Hi all
I thought I'd put my two bits in (okay, another essay, but I care about your health) about the safe use of solvents for reloading since it's come up. I use solvents of every variety every day at work and I've just set up a new lab for a new employer where I've almost entirely eliminated the use of dichloromethane (DCM, 1 carbon, 2 chlorines, 2 hydrogens). It's like carbon tetrachloride (CTC, 1 carbon, 4 chlorines). This isn't to pick out the use of CTC but to give some advice about getting rid of oils from brass. Oils kill primers faster than anything else you'll come across reloading.
Some of the suppliers I've dealt with asked "you're still allowed to use DCM?!?"
Like CTC, it does such a good job. It mixes with other solvents, dissolves stuff, won't mix with water. It's denser than water, but when I mix 30% dichloromethane and 70% hexane (similar to gasoline) it separates and floats on water. Great for extracting solvent soluble things from water (like drugs from blood or urine in my job). Just take it off the top and dry it off. Use chlorobutane if you don't want to blend solvents - it's the most chlorine you can put into a solvent and still float on water.
DCM evaporates quickly - it's boiling point is just above body temperature. Doesn't burn readily - strange for such a volatile solvent. When it does burn it decomposes into phosgene, a chemical agent popular in WWI and Northern Iraq. Nice. Latex gloves are not fully protective - wear nitrile (and glasses - always wear glasses with just about everything - you only go blind once). And use it in a fume hood - if your environmental agency lets you use it at all.
Andy - you're right about carbon tetrachloride (CTC, 1 carbon, 4 chlorines) - don't ingest it in any way, but where does it go when it evaporates?

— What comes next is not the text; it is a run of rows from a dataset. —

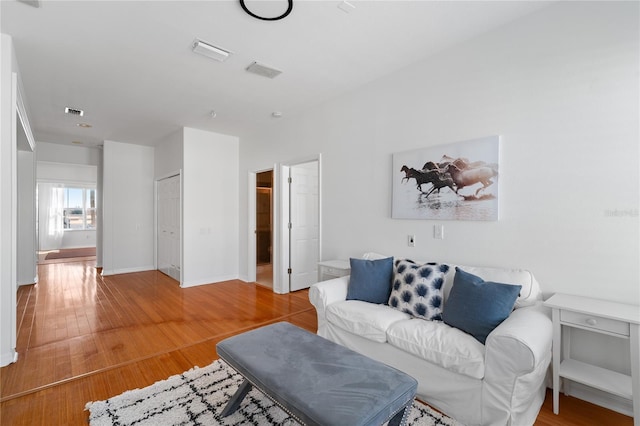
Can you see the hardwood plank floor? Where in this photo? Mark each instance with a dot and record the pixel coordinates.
(83, 337)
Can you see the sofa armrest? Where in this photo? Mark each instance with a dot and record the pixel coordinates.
(518, 345)
(324, 293)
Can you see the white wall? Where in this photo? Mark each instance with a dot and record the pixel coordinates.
(26, 259)
(57, 153)
(561, 87)
(210, 207)
(7, 203)
(128, 208)
(169, 154)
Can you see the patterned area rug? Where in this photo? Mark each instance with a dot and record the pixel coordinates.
(197, 396)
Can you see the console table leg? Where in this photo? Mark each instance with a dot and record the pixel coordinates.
(634, 342)
(236, 399)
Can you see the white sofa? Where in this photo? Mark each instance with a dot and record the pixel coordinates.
(499, 383)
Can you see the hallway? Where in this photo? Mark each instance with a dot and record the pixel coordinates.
(84, 337)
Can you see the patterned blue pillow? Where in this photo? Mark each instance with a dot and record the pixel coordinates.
(417, 289)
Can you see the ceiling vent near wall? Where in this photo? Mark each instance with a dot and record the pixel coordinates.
(74, 111)
(263, 70)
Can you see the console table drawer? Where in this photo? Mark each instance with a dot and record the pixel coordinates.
(595, 322)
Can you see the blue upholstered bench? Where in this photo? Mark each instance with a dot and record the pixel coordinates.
(316, 381)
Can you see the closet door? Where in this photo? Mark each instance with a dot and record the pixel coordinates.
(169, 202)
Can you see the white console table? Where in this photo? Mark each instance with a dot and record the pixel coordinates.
(329, 269)
(599, 316)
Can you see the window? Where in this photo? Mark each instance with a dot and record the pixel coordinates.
(79, 208)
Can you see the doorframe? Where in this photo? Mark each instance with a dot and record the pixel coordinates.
(282, 219)
(155, 220)
(252, 239)
(280, 239)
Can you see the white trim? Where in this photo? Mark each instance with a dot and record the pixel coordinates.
(127, 270)
(23, 116)
(14, 213)
(252, 239)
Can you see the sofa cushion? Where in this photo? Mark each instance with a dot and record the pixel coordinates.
(370, 280)
(477, 306)
(364, 319)
(417, 288)
(440, 344)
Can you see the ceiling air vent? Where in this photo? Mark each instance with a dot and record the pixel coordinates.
(73, 111)
(263, 70)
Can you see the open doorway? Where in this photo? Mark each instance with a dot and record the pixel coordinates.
(264, 228)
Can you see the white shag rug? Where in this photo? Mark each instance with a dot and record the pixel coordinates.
(197, 397)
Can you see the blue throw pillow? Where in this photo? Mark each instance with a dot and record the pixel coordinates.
(370, 280)
(477, 307)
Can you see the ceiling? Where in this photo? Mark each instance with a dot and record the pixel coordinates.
(129, 64)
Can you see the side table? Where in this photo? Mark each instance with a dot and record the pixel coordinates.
(329, 269)
(599, 316)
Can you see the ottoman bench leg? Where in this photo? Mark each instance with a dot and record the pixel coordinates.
(401, 417)
(236, 399)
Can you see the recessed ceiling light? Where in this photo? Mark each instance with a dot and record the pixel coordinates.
(210, 51)
(73, 111)
(346, 7)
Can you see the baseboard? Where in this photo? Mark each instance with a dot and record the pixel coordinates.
(107, 272)
(210, 280)
(8, 357)
(598, 397)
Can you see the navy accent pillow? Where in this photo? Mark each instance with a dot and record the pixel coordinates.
(417, 288)
(370, 280)
(476, 306)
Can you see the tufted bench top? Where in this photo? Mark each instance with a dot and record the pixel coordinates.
(317, 381)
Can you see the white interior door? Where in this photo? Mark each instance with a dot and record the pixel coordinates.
(169, 226)
(304, 225)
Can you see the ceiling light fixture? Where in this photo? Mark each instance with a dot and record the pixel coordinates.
(346, 7)
(210, 51)
(263, 18)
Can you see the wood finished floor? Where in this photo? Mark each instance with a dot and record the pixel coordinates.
(83, 337)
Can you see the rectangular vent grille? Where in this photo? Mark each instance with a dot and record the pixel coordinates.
(73, 111)
(263, 70)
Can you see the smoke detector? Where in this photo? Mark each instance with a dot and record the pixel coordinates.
(263, 70)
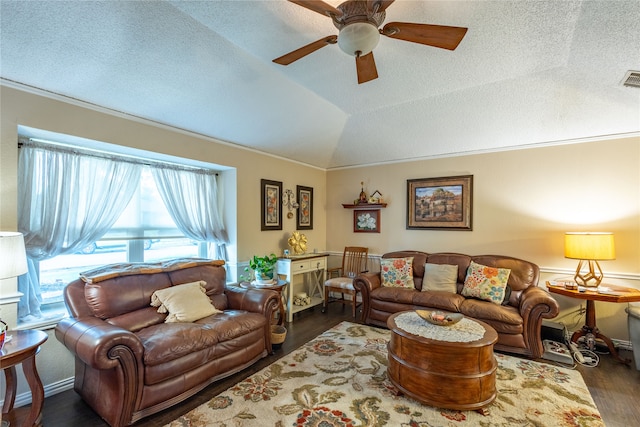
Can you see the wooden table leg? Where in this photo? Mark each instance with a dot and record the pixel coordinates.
(591, 328)
(37, 391)
(10, 397)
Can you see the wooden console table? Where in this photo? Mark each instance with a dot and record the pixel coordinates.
(22, 349)
(313, 269)
(615, 294)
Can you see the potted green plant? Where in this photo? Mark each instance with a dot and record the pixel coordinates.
(263, 267)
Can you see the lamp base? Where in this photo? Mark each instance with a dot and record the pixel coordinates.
(590, 279)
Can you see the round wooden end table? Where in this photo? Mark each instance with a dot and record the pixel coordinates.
(443, 374)
(22, 349)
(278, 287)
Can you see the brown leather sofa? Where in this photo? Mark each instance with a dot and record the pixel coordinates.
(518, 321)
(130, 364)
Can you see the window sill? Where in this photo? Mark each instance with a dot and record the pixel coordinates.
(48, 320)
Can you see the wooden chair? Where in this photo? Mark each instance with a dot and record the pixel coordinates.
(354, 262)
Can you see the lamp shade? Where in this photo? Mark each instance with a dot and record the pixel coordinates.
(589, 246)
(13, 258)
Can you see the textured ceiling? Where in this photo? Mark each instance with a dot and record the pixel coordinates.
(527, 72)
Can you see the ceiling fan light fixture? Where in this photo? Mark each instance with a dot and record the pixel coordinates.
(358, 38)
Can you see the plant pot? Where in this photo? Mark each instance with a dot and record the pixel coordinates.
(278, 334)
(264, 276)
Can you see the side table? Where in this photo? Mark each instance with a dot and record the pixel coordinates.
(614, 293)
(22, 349)
(278, 287)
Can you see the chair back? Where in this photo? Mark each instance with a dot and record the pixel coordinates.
(354, 260)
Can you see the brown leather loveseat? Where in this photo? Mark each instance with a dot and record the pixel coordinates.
(130, 363)
(518, 319)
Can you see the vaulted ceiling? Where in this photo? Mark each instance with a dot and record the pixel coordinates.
(526, 73)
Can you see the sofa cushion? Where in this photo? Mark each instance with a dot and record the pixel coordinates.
(440, 277)
(494, 314)
(486, 283)
(439, 300)
(184, 303)
(397, 272)
(171, 349)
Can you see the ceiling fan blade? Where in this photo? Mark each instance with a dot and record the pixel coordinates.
(381, 5)
(366, 67)
(440, 36)
(319, 6)
(305, 50)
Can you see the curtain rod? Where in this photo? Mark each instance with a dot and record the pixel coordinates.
(72, 149)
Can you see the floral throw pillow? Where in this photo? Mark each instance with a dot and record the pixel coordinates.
(397, 272)
(486, 283)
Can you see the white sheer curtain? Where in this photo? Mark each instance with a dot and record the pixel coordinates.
(66, 201)
(192, 200)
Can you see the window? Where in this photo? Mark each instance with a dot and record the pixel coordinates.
(143, 231)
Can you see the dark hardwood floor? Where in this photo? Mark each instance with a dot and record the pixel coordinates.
(615, 387)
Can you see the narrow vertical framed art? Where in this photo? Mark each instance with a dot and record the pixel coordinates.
(270, 205)
(304, 220)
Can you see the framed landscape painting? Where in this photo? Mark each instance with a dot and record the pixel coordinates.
(304, 220)
(440, 203)
(270, 205)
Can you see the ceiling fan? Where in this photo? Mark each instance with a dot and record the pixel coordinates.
(358, 22)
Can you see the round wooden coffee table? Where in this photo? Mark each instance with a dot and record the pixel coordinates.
(443, 374)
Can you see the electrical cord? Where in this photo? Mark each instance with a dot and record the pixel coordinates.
(583, 356)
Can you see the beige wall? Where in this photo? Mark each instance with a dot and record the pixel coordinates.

It doesn't absorb well into activated carbon filters. Please don't quote me and I'll stand corrected, but something like 1 kg (2.2 pounds) of CTC destroys something like a ton of ozone. CTC is also much like chloroform (1 carbon, 3 chlorines, 1 hydrogen). It's not used for general anaesthetics any more, just in the lab.
I use gasoline for cleaning oils from cases. It does a great job and as far as solvents go it's really cheap and clean, cheaper than thinners, and it's the oils that stop primers from going off and powder from burning. I've used acetone (old formula nail polish) with similar success, but it costs more. Acetone is also good for helping dry wet cases since it's miscible with water (but not in the oven!). And it won't give you cancer or destroy the ozone layer. Just don't pour it down the drain when you're done. ;-) Leave it to evaporate outside and away from an ignition source when it's too contaminated to reuse. Luckily for me I've got another couple of litres of acetone from the lab that was recently used to clean the electronics from a mass spectrometer. Still perfectly good to sonicate brass! Ethyl acetate (new formula nail polish remover) is good, but isn't completely miscible with water like acetone.
Reloading is fun and should be safe well into your cancer free old age. And leave some atmosphere for the grandkids to inherit.